Some interesting formations forming and the caves are being studied due to their nature as they are so old if they drill into the formations it tells them information from the time they were formed.
IMG_4413.jpeg

Due to the unexpected stop we were later on the walk and should have got to the end, and doubled back to be collected. However so we didn't miss out we met Mum and Dad's taxi and they drove us to Klipgat Cave where the Khoi tribe used to live

IMG_4419.jpeg
There were more steps and some water treatment stuff there

IMG_4421.jpeg
You can just about make out a nest of honey bees in the main opening to the cave...

IMG_4429.jpeg
And it is a large cave with wooden walkway and information about the people that used to live there and the evidence about them that archaeologists have dug up

IMG_4432.jpeg
This is the view out of the left opening in the previous picture.
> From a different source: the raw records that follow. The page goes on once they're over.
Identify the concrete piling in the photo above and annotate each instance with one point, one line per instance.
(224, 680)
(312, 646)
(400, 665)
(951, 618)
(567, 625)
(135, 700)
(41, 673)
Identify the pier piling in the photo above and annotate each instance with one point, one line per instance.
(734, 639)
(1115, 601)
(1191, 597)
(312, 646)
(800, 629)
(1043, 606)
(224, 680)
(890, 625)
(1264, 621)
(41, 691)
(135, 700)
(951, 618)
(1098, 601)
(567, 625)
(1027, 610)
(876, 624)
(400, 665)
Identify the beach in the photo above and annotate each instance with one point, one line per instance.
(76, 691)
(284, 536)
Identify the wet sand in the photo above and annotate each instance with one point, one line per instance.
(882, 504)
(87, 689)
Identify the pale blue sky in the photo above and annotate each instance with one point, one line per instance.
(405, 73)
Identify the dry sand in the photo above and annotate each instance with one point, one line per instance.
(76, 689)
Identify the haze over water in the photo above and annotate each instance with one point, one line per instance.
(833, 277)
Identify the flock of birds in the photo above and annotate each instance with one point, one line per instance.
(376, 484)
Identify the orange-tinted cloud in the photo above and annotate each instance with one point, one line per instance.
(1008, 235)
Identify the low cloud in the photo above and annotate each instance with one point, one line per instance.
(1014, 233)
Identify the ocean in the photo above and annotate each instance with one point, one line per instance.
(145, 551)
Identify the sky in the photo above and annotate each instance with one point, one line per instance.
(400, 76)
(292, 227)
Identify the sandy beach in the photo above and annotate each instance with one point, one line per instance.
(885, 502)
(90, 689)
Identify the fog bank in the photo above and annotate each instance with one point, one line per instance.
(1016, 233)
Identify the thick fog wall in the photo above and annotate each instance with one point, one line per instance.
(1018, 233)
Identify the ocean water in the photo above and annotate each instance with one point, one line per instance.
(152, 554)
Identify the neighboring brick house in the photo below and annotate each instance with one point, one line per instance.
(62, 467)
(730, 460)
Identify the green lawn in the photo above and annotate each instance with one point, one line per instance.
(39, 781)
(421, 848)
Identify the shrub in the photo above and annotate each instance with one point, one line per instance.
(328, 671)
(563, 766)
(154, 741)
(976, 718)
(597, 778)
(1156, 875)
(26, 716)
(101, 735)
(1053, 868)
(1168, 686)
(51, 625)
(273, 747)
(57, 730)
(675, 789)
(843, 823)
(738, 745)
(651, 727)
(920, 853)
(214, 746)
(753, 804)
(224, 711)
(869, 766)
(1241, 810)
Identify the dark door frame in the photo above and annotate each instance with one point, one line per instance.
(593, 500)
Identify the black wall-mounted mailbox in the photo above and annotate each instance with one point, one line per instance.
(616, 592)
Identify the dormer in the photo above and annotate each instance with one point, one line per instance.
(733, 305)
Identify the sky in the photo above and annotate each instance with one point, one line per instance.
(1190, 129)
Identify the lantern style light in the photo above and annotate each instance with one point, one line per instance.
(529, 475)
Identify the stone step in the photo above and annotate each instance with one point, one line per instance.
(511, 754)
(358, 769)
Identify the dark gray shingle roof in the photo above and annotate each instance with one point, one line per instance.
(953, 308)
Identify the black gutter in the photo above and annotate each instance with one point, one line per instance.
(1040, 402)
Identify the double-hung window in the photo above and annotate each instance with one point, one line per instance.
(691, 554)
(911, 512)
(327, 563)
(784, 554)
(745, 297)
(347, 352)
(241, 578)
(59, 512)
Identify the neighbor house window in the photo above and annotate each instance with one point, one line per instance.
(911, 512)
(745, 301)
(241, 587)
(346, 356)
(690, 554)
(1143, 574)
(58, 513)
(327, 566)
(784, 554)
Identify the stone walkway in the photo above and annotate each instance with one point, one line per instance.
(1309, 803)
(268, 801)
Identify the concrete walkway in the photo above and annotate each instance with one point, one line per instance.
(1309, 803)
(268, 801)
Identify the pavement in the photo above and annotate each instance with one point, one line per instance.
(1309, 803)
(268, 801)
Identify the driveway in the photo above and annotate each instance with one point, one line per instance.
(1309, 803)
It looks towards a nature reserve and if you were to walk along the beach for 15 km then you would get to Hermanus


IMG_4423.jpeg
Still rough from the winds


IMG_4424.jpeg
On the way into the caves we saw what we thought was a dead baby seal. As we got closer we saw it was alive. It appeared to be alone and either unwell or tired as examination showed it was not wounded. We were wondering how we could help it back to the sea but as we walked back to the car park it had gone. It was a fascinating walk and when we go back we hope to meet up with the guide again for a tour of the township and possibly some food there.